Note: But make sure you check in with your doctor before beginning a yoga practice, if you are pregnant.
11. Aerial yoga
It is relatively new, but quickly catching on. It involves traditional yoga poses with the added support of a strong, silky hammock that hangs from the ceiling. The hammock is used as a supportive prop in poses like pigeon or downward dog, and helps you more easily perform inverted poses (like headstands and handstands) that might be beyond your abilities or comfort levels. It’s also used for a cocoon-like savasana (the final resting pose at the end of a yoga class). Classes can be either physically challenging or relaxing.
12. Acro yoga
Acro Yoga is known as a combination of acrobatics, yoga, and even healing/therapeutic practices.
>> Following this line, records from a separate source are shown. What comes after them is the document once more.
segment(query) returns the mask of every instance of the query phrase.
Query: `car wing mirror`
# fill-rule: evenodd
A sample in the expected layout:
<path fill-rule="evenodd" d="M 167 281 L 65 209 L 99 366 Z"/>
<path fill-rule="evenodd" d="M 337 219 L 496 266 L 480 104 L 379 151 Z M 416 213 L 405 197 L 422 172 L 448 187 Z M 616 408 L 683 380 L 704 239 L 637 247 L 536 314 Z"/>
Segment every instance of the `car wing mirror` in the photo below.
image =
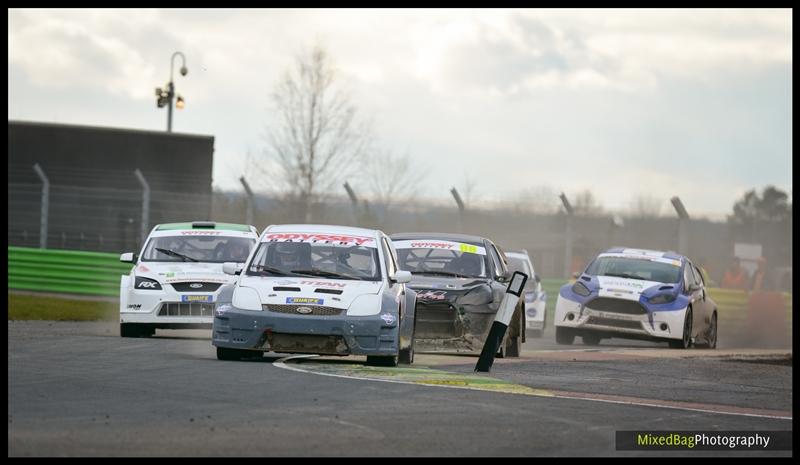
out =
<path fill-rule="evenodd" d="M 411 272 L 405 270 L 397 270 L 394 272 L 392 279 L 400 284 L 411 282 Z"/>
<path fill-rule="evenodd" d="M 242 273 L 244 263 L 225 262 L 222 264 L 222 272 L 230 275 L 238 275 Z"/>
<path fill-rule="evenodd" d="M 138 258 L 139 257 L 133 252 L 125 252 L 123 254 L 120 254 L 119 261 L 123 263 L 136 263 L 136 260 Z"/>

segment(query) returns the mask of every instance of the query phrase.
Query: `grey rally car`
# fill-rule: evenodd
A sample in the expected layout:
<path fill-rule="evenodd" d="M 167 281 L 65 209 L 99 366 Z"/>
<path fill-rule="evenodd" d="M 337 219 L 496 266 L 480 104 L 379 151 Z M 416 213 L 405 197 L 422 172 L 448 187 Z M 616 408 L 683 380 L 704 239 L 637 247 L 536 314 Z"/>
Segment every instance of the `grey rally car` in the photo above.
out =
<path fill-rule="evenodd" d="M 479 353 L 506 292 L 511 272 L 489 239 L 448 233 L 391 236 L 400 269 L 417 292 L 418 351 Z M 520 300 L 498 356 L 518 357 L 525 342 Z"/>

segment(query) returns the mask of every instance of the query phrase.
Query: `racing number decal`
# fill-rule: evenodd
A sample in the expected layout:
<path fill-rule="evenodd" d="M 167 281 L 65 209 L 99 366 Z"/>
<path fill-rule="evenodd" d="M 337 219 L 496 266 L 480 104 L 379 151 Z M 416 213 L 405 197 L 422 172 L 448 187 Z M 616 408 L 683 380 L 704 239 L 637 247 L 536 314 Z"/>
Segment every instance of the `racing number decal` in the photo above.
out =
<path fill-rule="evenodd" d="M 461 247 L 460 247 L 459 249 L 460 249 L 462 252 L 467 252 L 467 253 L 478 253 L 478 247 L 477 247 L 477 246 L 475 246 L 475 245 L 461 244 Z"/>

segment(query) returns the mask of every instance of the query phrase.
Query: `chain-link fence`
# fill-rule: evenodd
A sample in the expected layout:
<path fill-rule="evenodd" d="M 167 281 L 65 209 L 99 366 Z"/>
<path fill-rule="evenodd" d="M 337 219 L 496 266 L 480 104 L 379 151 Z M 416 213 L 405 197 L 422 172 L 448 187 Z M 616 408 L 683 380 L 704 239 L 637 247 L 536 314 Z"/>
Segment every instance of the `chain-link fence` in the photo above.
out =
<path fill-rule="evenodd" d="M 143 189 L 128 187 L 52 185 L 47 212 L 43 212 L 42 184 L 9 183 L 9 245 L 39 247 L 43 215 L 47 216 L 46 247 L 103 252 L 139 249 L 143 232 L 159 223 L 205 219 L 245 223 L 252 216 L 253 224 L 262 230 L 269 224 L 305 221 L 303 202 L 281 196 L 153 190 L 146 199 Z M 315 203 L 312 219 L 315 223 L 378 228 L 390 234 L 441 231 L 481 235 L 507 249 L 527 249 L 537 272 L 551 278 L 581 270 L 603 249 L 626 246 L 684 252 L 705 268 L 713 283 L 720 283 L 735 244 L 757 243 L 770 269 L 778 270 L 779 275 L 783 270 L 783 277 L 771 276 L 770 283 L 791 289 L 791 279 L 786 279 L 787 270 L 791 277 L 791 222 L 764 222 L 747 225 L 744 230 L 729 222 L 692 219 L 686 223 L 685 243 L 681 244 L 681 226 L 675 217 L 627 217 L 619 222 L 611 216 L 521 213 L 502 206 L 461 212 L 455 204 L 353 204 L 345 195 Z M 682 245 L 686 250 L 679 250 Z"/>

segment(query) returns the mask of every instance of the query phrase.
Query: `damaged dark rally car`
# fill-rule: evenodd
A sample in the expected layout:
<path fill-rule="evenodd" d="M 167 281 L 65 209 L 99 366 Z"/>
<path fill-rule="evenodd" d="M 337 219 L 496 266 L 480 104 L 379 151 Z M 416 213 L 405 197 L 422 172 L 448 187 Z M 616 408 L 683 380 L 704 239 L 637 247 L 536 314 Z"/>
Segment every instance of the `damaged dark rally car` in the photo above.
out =
<path fill-rule="evenodd" d="M 418 351 L 480 353 L 511 272 L 492 241 L 447 233 L 391 236 L 407 286 L 417 292 L 415 345 Z M 499 357 L 518 357 L 525 342 L 523 302 L 517 306 Z"/>

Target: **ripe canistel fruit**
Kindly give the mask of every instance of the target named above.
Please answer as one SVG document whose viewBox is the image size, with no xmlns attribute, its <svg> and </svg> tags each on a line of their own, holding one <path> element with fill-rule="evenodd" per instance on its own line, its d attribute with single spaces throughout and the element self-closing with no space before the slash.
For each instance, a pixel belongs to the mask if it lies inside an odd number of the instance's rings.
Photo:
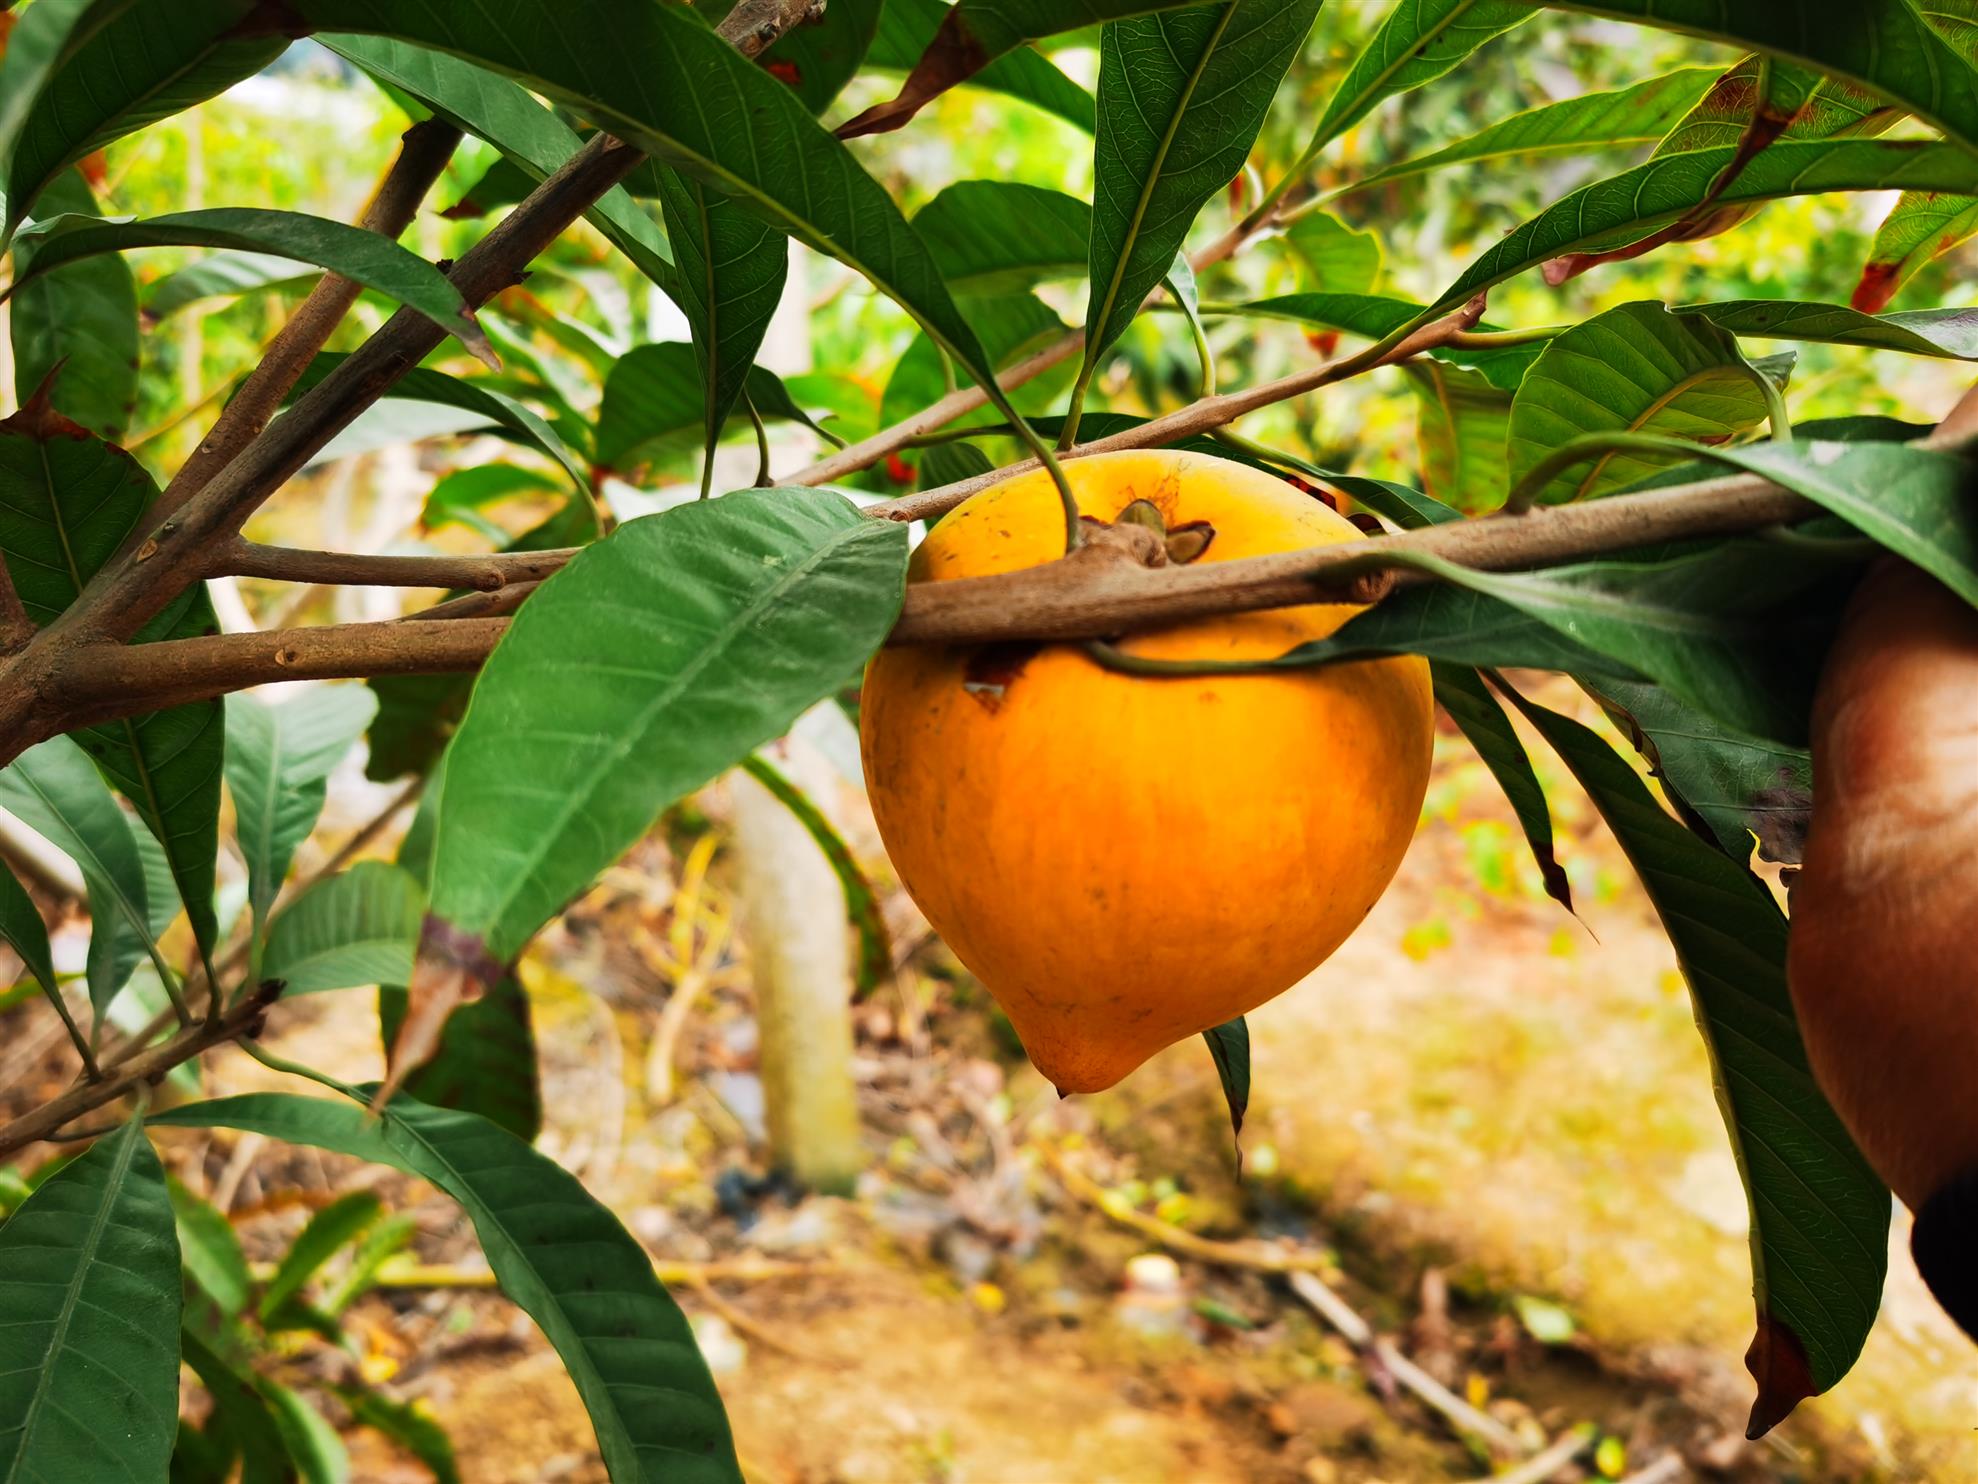
<svg viewBox="0 0 1978 1484">
<path fill-rule="evenodd" d="M 1084 516 L 1152 527 L 1172 561 L 1359 537 L 1317 500 L 1223 459 L 1102 454 L 1065 473 Z M 941 521 L 909 580 L 1034 567 L 1063 544 L 1049 476 L 1020 475 Z M 1232 614 L 1119 647 L 1268 659 L 1357 611 Z M 901 881 L 1067 1093 L 1111 1087 L 1338 948 L 1401 863 L 1433 741 L 1419 659 L 1155 678 L 1069 644 L 881 650 L 860 718 Z"/>
<path fill-rule="evenodd" d="M 1916 1213 L 1916 1265 L 1978 1338 L 1978 611 L 1864 579 L 1813 706 L 1787 979 L 1807 1058 Z"/>
</svg>

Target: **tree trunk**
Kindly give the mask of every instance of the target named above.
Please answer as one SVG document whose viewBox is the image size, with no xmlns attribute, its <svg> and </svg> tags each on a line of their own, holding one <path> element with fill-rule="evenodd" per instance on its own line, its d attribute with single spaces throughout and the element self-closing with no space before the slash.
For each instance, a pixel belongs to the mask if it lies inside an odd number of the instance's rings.
<svg viewBox="0 0 1978 1484">
<path fill-rule="evenodd" d="M 822 763 L 779 759 L 800 787 Z M 742 931 L 753 967 L 770 1157 L 816 1190 L 850 1190 L 866 1163 L 852 1082 L 845 897 L 795 815 L 743 773 L 728 778 Z M 806 787 L 806 792 L 816 793 Z"/>
</svg>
Acro Yoga focuses on the trust elements of acrobatics, the compassion elements of therapeutics, and the mind-body connection element of yoga to form a yoga style unlike any other. This is such an amazing practice to build a sense of community, keep your yoga practice playful, and to challenge yourself in new ways.
13. Anusara yoga
Anusara is a modern-day version of hatha yoga, most similar to vinyasa that focuses more on the mind-body-heart connection and different verbiage. Anusara focuses on spirals and how each body part should be moving. Anusara is also known for its emphasis on heart opening.
14. Jivamukti yoga
Jivamukti was founded in 1984 by Sharon Ganon and David Life which is mainly vinyasa flow-style classes infused with Hindu spiritual teachings. A series of chants usually open the beginning of class followed up by a series of poses that align with the five tenets of Jivamukti yoga and philosophy.
So, which yoga style suits you the best?